Sanki hiçbirimiz o yaşlardan geçmemişiz gibi gençleri bir türlü anlamıyoruz, onlarla bir türlü anlaşamıyoruz.
Konu ne olursa olsun olaya hep yetişkin gibi bakıyor, o çerçevede değerlendiriyoruz.
Onların düşünceleri, beklentileri, hayalleri ve en önemlisi de moralleri hiç umurumuzda değil.
Oysa bizim yetiştiğimiz dünya ve koşullar ile bugünkü gidişat çok farklı. Görünen o ki yarın da bugünden çok farklı olacak. İşte bu yüzden şapkalarımızı önümüze koyup düşünmenin zaman geldi de geçiyor.
Kaç dakika konuşuyorsunuz?
Evde çocuklarınızla günde kaç dakika konuşuyorsunuz?
Evet, evet saat değil dakika?
Eminim ki yarım saati bulmuyordur.
Onun da ne kadarı bireysel konulara yönelik, o da ayrıca tartışılır.
Öğrenci ise dersler, ödevler, notlar sorulur.
Çalışıyorsa, işle ilgili soruların ötesine geçilmez.
Siyaset ve ülkenin geleceği konusuna ise hiç girilmez. Çünkü o noktada görüş birliğine varmaları, sinir katsayısı fazlasıyla yükseleceği için biraz zor olur.
Hayalleri?
Gençlerin büyük hayalleri var hem de çok büyük.
Çocukluk ve gençlik yıllarını yaşamadan gece gündüz demeden sınavların peşinde koşturmaları bu yüzden.
İstekleri bireysel mi?
Kesinlikle hayır.
Ülkeleri için, aileleri için, dünya için, insanlık için, başta doğa ve hayvanlar olmak üzere tüm canlılar için mücadele vermek istiyorlar.
Ömürle birlikte gençlik yelpazesi de bir hayli genişledi.

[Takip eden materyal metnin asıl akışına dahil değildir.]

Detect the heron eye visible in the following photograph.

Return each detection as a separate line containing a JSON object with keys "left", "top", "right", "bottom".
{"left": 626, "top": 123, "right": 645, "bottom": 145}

Ortalama yaşam süresi 80’e, gençlik yaşı da 30’lu yaşları da içine alacak şekilde uzadı.
Bu yüzden 30’lu yaşların başında doğru bir gelecek arayışı içinde olan gençleri çok fazla yadırgamamak ve “Biz senin yaşındayken…” diye başlayan nasihatlerde bulunurken çok dikkatli olmak gerekir.
Peki, nasıl bir gelecek, nasıl bir iş ve en önemlisi de nasıl bir moral ve motivasyon istiyorlar?
*Baskının her türlüsünden nefret ediyorlar. Bu yüzden daha çok inisiyatif istiyorlar.
*Daha esnek bir eğitim ve daha esnek bir çalışma hayatı peşindeler.
* Uçuk da olsa fikirlerine değer verilsin ve en azından dinlensin arzusundalar.
*Yönetilen değil, yöneten olmayı hedefliyorlar.
*Sıradanlığa razı değiller, yüksek bir yaşam standartları olsun iddiasındalar.
*Dünyanın her yerine gidebilir ve orada yaşam sürdürebilir donanıma sahip olmayı düşünüyorlar.
*Kendilerine, hobilerine zaman kalsın ama onları hayata geçirecek kadar da paraları olsun istiyorlar.
*Her şeyden önce de adam yerine konulmak istiyorlar.
Peki bu mümkün mü?
Gençlerin istedikleri aslında atla deve değil.
Önlerini açalım, her istediklerine hayır demeyelim, en önemlisi de yeterince dinleyelim, sonrası kendiliğinden gelecektir.
Aslında en büyük zenginliğimiz, kabına sığmayan dinamik gençliğimiz. Başka ülkeler gençleri bizimkiler gibi cevval olsun diye her türlü moral ve motivasyonu sağlıyor ama yine de istedikleri kıvama getiremiyorlar.
Bizimkiler ise çıtayı yükselttikçe yükseltiyor.
Bu durumu coşkuyla karşılayacağımıza, hayallerine destek olacağımıza, “Eski köye yeni âdet getirme” ya da “İcat çıkarma” veya “Boyundan büyük işlere karışma” diye her defasında ağızlarını açtıklarına pişman ediyoruz.
Onarın da kabahatleri yok mu? Adı üstünde genç onlar. Zamanla taşlar yerli yerine oturacaktır.
Özetin özeti: Gençler mutluysa, anne babalar, onlar da mutluysa ülke mutludur. Tersini düşünmek bile istemiyoruz.